Typically, an instruction set will not include both preindexing and postindexing.

#### **Stack Addressing**

The final addressing mode that we consider is stack addressing. A stack is a linear array of locations. It is sometimes referred to as a *pushdown list* or *last-in-first-out queue*. The stack is a reserved block of locations.

Items are appended to the top of the stack so that, at any given time, the block is partially filled.

Associated with the stack is a pointer whose value is the address of the top of the stack. Alternatively, the top two elements of the stack may be in processor registers, in which case the stack pointer references the third element of the stack.

The stack pointer is maintained in a register. Thus, references to stack locations in memory are in fact register indirect addresses.

### INSTRUCTION FORMATS

An instruction format defines the layout of the bits of an instruction, in terms of its constituent fields. An instruction format must include an opcode and, implicitly or explicitly, zero or more operands.

The format must, implicitly or explicitly, indicate the addressing mode for each operand. For most instruction sets, more than one instruction format is used.

The design of an instruction format is a complex art, and an amazing variety of designs have been implemented.

#### **Instruction Length**

The most basic design issue to be faced is the instruction format length. This decision affects, and is affected by, memory size, memory organization, bus structure, processor complexity, and processor speed. This decision determines the richness and flexibility of the machine as seen by the assembly-language programmer.

The most obvious trade-off here is between the desire for a powerful instruction repertoire and a need to save space. Programmers want more opcodes, more operands, more addressing modes, and greater address range.

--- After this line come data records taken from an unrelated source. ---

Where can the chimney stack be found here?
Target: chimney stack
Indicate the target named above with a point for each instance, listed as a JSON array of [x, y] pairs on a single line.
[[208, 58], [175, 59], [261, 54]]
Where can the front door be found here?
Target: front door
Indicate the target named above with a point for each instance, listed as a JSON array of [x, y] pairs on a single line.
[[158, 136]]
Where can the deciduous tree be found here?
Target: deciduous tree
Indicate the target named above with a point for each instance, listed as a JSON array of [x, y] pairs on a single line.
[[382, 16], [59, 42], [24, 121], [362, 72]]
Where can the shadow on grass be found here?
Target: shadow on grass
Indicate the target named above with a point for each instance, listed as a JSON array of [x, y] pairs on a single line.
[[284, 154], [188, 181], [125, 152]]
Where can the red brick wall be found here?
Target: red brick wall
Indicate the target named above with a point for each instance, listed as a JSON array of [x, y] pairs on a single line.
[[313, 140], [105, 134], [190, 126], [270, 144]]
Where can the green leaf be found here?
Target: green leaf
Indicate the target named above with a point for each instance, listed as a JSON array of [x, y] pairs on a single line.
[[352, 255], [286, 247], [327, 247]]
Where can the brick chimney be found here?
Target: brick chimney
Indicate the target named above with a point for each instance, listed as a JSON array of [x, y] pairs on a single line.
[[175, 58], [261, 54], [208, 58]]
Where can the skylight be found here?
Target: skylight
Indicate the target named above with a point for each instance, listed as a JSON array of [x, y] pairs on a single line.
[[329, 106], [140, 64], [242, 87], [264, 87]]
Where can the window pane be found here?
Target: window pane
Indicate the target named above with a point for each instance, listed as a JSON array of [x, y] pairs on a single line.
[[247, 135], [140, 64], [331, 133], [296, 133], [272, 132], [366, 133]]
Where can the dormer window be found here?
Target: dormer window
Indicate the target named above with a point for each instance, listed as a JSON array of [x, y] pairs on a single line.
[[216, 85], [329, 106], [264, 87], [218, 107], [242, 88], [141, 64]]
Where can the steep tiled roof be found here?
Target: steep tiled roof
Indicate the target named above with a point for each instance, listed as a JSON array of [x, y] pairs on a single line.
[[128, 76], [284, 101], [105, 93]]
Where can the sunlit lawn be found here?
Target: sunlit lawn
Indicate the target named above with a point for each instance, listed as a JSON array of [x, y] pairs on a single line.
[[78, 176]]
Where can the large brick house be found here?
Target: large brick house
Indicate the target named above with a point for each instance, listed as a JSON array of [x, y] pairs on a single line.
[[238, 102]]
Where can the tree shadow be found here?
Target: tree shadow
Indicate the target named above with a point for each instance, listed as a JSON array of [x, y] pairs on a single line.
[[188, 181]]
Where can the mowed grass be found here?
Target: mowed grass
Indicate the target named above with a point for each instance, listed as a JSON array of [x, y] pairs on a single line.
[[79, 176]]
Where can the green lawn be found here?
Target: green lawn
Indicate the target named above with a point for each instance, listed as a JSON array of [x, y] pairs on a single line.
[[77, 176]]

- More opcodes and more operands make life easier for the programmer, because shorter programs can be written to accomplish given tasks.
- Similarly, more addressing modes give the programmer greater flexibility in implementing certain functions, such as table manipulations and multiple-way branching.
- And, of course, with the increase in main memory size and the increasing use of virtual memory, programmers want to be able to address larger memory ranges.

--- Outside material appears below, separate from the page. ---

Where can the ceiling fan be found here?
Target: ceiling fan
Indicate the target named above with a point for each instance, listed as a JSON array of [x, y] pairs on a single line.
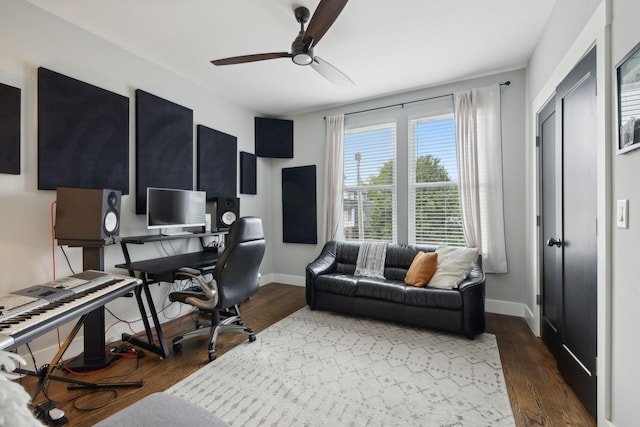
[[302, 47]]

All of these things (opcodes, operands, addressing modes, address range) require bits and push in the direction of longer instruction lengths. But longer instruction length may be wasteful. A 64-bit instruction occupies twice the space of a 32-bit instruction but is probably less than twice as useful. Beyond this basic trade-off, there are other considerations. Either the instruction length should be equal to the memory-transfer length (in a bus system, data bus length) or one should be a multiple of the other. Otherwise, we will not get an integral number of instructions during a fetch cycle.

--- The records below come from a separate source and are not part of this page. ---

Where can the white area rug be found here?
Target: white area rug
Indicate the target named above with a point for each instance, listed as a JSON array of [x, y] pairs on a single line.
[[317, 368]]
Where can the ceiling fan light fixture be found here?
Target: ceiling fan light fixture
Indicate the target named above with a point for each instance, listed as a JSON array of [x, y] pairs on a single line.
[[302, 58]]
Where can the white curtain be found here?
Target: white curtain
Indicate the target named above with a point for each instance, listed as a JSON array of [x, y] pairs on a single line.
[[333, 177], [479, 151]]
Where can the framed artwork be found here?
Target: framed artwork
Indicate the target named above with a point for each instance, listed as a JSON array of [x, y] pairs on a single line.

A related consideration is the memory transfer rate. This rate has not kept up with increases in processor speed. Accordingly, memory can become a bottleneck if the processor can execute instructions faster than it can fetch them.

One solution to this problem is to use cache memory; another is to use shorter instructions. Thus, 16-bit instructions can be fetched at twice the rate of 32-bit instructions but probably can be executed less than twice as rapidly.

A seemingly mundane but nevertheless important feature is that the instruction length should be a multiple of the character length, which is usually 8 bits, and of the length of fixed-point numbers. To see this, we need to make use of that unfortunately ill-defined word, word.

The word length of memory is, in some sense, the "natural" unit of organization. The size of a word usually determines the size of fixed-point numbers (usually the two are equal). Word size is also typically equal to, or at least integrally related to, the memory transfer size.

Because a common form of data is character data, we would like a word to store an integral number of characters. Otherwise, there are wasted bits in each word when storing multiple characters, or a character will have to straddle a word boundary.